Ewing under pressure to rethink support for cruel exports of live farm animals as our poll shows Scots want a ban

The SNP’s Rural Economy Secretary Fergus Ewing is under pressure to rethink his support for cruel exports of live farm animals for overseas slaughter, after an opinion poll commissioned by the Scottish Greens showed three out of four Scots want the practice banned.

A Panelbase poll of 1,000 Scots reveals that of those expressing an opinion, 73 per cent believe such movements should be banned, while 27 per cent believe they should be allowed. 

The poll also shows a ban on live exports is supported by more than half of people who say they voted SNP at the last election, while only a quarter oppose a ban and just under a quarter don’t know.

In 2016, around 2,400 sheep were sent from Scotland for slaughter to Germany and France and 3,000 Scottish calves were exported to Spain. In 2017, 5,000 young calves were sent from Scotland to Spain in journeys lasting up to 135 hours.

Scottish Greens food and farming spokesperson Mark Ruskell MSP said:

“Live animal exports are something the public care deeply about. An e-petition to the UK Parliament earlier this year calling for a ban received nearly 100,000 signatures, while a recent EU-wide petition received over one million signatures. Yet these concerns have been swept aside by an uncaring Cabinet Secretary who has unilaterally decided Scotland’s position with no evidence and no consultation

“The polling we produce today shows just how out of step SNP ministers are with the Scottish public. Sending thousands of young calves on lorry journeys to Spain lasting up to 135 hours is not the image that Scotland should be projecting to the world when we have an opportunity to become known as a nation that takes food quality and animal welfare seriously.
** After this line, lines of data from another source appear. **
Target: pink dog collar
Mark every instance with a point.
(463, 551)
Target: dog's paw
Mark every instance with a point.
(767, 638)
"We've seen time and time again SNP ministers and MSPs fail to make the right choices over animal welfare, whether it's on fox hunting or tail docking. Live animal exports are cruel and unnecessary, and a ban won't affect movements from our islands to the mainland.

“It’s not too late for Fergus Ewing to listen to the public, listen to the evidence, and support a ban so we can focus on exports of meat products rather than live animals.”